Las condenas en el caso Gürtel, en sus distintas derivadas, están comenzando a llegar después de más de 10 años de instrucción; y aún falta la vertiente valenciana. El resultado es una enorme paradoja. Penas muy importantes (51 años a Correa, 37 años a Crespo, 38 años a Ortega, 31 a López Viejo...), pero tras instrucciones complejas y lentas; extraordinariamente lentas. Parece que aquellas penas pretenden compensar la espera. Habría sido preferible, en términos del buen orden social, procesos más rápidos, incluso, a riesgo de menores castigos.
El Partido Popular ha sido condenado y, además, por partida doble.
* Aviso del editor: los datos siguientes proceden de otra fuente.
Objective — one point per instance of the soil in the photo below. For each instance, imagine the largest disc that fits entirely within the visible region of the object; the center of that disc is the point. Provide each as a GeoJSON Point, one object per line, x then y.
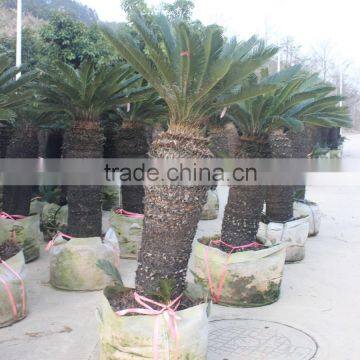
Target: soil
{"type": "Point", "coordinates": [8, 249]}
{"type": "Point", "coordinates": [206, 241]}
{"type": "Point", "coordinates": [123, 298]}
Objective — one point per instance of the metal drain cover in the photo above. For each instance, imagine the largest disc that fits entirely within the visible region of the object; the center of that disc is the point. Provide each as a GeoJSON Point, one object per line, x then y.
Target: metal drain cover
{"type": "Point", "coordinates": [245, 339]}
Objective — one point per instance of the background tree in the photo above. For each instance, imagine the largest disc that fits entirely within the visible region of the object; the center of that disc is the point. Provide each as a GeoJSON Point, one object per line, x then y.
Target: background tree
{"type": "Point", "coordinates": [71, 41]}
{"type": "Point", "coordinates": [44, 9]}
{"type": "Point", "coordinates": [179, 10]}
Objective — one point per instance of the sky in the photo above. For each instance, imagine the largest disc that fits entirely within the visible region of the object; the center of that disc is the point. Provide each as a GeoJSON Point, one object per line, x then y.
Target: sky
{"type": "Point", "coordinates": [311, 23]}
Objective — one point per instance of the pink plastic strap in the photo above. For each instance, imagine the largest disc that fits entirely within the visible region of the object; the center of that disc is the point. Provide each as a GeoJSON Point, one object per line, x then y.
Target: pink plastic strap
{"type": "Point", "coordinates": [9, 293]}
{"type": "Point", "coordinates": [129, 214]}
{"type": "Point", "coordinates": [10, 297]}
{"type": "Point", "coordinates": [169, 312]}
{"type": "Point", "coordinates": [51, 242]}
{"type": "Point", "coordinates": [4, 215]}
{"type": "Point", "coordinates": [216, 295]}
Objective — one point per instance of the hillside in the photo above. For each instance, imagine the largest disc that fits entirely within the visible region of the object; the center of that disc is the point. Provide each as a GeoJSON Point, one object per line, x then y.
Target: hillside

En el plano estrictamente jurídico, recibe la mínima penalidad posible: la responsabilidad civil por un beneficio obtenido ilícitamente por su procedencia delictiva. No es la responsabilidad a título de autor del delito, sino como beneficiario. Un castigo civil, mínimo, pero castigo.
Le queda el consuelo de que podría haber sido peor. Si se hubiese podido aplicar la modificación del Código Penal del año 2010, que introdujo la responsabilidad penal de las personas jurídicas, se hubiera podido apreciar esa responsabilidad. En el fondo, es lo menos importante. Es la primera vez que un partido político, por una causa de ámbito nacional y, además, en el Gobierno, es condenado, al menos, civilmente por un beneficio derivado de la corrupción.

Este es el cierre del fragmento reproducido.